Heather MacLeod says
I always appreciate the quality of Tara’s gentle and compassion guidance!
L Anonymous says
Sounds like a path to feeling freer, having more energy, and developing deeper relationships.
Darlene Malott says
Very compassionate process allowing client to progress at his/her comfort level.
Arushi K says
I’d be a kinder, more ‘me’ version of myself! Thanks for sharing this wonderful workshop 🙂
Wilson Stiner says
recognizing compassion for others is compassion for ourselves
Diane Lemire says
I would be happier, lighter and not so much consumed, with the blaming. I do not enjoyed the way I talk about the person that hurt me.
Dauna O'Larey says
This was beautiful!
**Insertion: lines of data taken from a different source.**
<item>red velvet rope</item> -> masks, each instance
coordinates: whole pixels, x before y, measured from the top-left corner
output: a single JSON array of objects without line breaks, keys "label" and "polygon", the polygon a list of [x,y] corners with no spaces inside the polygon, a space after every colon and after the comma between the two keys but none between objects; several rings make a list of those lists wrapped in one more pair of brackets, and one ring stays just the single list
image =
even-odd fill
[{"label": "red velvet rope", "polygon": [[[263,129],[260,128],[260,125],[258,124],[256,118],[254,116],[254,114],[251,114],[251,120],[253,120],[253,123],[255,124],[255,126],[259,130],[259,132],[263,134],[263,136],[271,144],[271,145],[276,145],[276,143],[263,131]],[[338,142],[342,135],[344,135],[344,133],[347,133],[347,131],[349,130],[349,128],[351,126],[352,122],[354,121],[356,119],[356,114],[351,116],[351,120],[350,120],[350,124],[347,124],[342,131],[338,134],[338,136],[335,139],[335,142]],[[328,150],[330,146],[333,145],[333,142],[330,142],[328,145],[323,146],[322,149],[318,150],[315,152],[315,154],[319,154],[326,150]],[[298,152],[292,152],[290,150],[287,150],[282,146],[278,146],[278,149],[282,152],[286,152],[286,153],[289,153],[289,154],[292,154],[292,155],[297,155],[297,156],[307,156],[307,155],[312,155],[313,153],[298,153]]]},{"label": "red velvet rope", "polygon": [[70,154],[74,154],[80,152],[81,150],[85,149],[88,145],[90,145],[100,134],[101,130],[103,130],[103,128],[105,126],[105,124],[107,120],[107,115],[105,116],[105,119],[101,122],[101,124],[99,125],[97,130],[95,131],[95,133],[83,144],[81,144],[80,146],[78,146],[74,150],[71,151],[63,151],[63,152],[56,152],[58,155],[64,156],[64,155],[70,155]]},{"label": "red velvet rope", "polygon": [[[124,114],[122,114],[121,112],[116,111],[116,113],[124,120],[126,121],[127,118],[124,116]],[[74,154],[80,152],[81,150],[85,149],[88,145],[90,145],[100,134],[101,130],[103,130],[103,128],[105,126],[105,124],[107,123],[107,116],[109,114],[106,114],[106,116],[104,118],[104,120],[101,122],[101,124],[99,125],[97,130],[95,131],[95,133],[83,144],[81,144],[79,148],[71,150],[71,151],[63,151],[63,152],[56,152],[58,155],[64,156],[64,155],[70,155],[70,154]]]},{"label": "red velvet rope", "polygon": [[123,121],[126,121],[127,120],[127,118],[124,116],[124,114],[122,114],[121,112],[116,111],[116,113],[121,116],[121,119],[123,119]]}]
Thank you.
Cynthia Cecil says
Letting go of judgement and blame is a theme felt by myself and 2021 seemed to increase these feelings as we all were isolated by Covid The isolation triggered my experience of growing up in a family with a mentally ill father and never having extended family in
our home. Always looking outward at others living a more free life reinforced my anger at my father and during 2021 I experienced those feelings returning. Very helpful presentation and stories today. Thank you.
Lisa McCormick says
Excellent videos. Really spoke to me.
Renee Schafer says
This is definitely something I will be able to utilize in my practice and personal life as well. I had long ago began this journey for myself but needed to implement the self compassion at a deeper , more intention way. Thank-you for these teachings. I look forward to receiving your free audio tapes as well. I will continue to pay this emotional freedom of radical compassion forward. Blessings~
Inge Mørup says
I felt how I’ve also let myself down when blaming others, how this mindset hurts us all – and keep us in a bind.
Anonymous says
Big difference when I started seeing my partner as the dog with his leg in trap and tried to accept him just as he was – without blame.
Linda Koster says
I had felt an immense hurt from my father, but had never connected his personal flaws with the possible reasons that he betrayed me. Thinking of his vulnerabilities allowed me to realize why he acted as he did. This realization allowed me to move toward forgiveness, because we all have flaws and have hurt people, which helped me to be free to remember my father in a more positive light. It is freeing to be able to let go of some of my anger toward him; no one wants to be angry at their father forever. Thank you so much for helping me with this.